McHenry under fire over Iraq visit
HICKORY — U.S. Rep. Patrick McHenry enraged his opponents with his actions during a trip to Iraq last month and comments after his return. The first issue erupted last week when video of McHenry’s speech to a Republican gathering in Lincoln County showed the congressman speaking of an early morning trip to the gym while in the area known as the Green Zone. A military guard stopped him because the congressman lacked sufficient credentials. During his light-hearted speech, McHenry referred to the guard as a “two-bit security guard,” by not allowing him to enter the gym without proper credentials.

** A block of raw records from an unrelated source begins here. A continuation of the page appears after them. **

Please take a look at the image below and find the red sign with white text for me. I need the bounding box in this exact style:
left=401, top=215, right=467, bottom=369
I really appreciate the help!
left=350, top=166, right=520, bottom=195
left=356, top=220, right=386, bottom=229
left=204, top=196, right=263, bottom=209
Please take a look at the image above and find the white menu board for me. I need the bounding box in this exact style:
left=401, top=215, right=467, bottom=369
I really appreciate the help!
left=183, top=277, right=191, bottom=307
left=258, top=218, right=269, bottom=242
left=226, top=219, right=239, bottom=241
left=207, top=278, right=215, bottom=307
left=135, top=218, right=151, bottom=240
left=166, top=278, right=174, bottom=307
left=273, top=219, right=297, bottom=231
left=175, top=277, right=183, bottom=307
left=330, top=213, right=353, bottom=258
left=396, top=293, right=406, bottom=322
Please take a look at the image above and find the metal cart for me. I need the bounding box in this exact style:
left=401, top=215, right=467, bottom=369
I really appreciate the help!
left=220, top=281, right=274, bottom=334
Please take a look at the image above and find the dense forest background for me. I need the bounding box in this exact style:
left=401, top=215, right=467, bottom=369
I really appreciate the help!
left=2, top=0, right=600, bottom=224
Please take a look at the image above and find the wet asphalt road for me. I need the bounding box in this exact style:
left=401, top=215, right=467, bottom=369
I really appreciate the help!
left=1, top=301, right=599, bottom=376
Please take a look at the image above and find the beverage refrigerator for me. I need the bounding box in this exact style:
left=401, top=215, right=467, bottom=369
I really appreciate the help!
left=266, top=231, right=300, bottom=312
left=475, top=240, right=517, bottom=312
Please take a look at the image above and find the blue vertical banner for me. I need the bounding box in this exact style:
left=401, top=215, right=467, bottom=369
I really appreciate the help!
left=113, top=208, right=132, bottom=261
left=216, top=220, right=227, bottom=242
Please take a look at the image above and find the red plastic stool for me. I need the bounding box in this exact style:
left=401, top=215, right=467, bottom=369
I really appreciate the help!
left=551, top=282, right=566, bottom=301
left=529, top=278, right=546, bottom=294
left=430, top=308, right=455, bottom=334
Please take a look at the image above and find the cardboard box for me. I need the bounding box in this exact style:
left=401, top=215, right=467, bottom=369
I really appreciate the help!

The military guard was not a United States soldier, but an employee of a foreign contractor providing security at the site. That didn’t lessen the reaction from his opponents. — Andrew Mackie, Hickory Daily Record, Wednesday, April 9, 2008
Meanwhile, from the Charlotte Observer:
Pentagon: Lawmaker can't re-air Iraq video; Rep. Patrick McHenry faces accusations his video breached security
WASHINGTON — The Pentagon told an N.C. lawmaker Tuesday that he couldn't re-air a video he shot in Baghdad after accusations surfaced that he breached operational security in detailing enemy rocket attacks. Rep. Patrick McHenry, a Republican from Cherryville, traveled to Iraq with other lawmakers for the first time on March 22. On Friday, his Web site featured a video shot in the fortified section of Baghdad known as the Green Zone. McHenry could be seen gesturing to a building behind him and saying that one of 11 rockets "hit just over my head." Then he named two other places struck by the rockets ...
A Pentagon spokesman said he didn't know what McHenry was told in Iraq, "but we routinely brief our operational rules to our visitors in Iraq and Afghanistan." "We do not as a matter of policy discuss attacks in a way that would provide the enemy any better understanding of the effectiveness of their attacks," said Lt. Col. Todd Vician.
A spokesman for the Multi-National Forces in Iraq said that he didn't know what the rules were for congressmen, but the military is not allowed to talk about battle damage. — Lisa Zagaroli
YouTube = preserving the words and actions of fast-talking, self-absorbed politicians everywhere.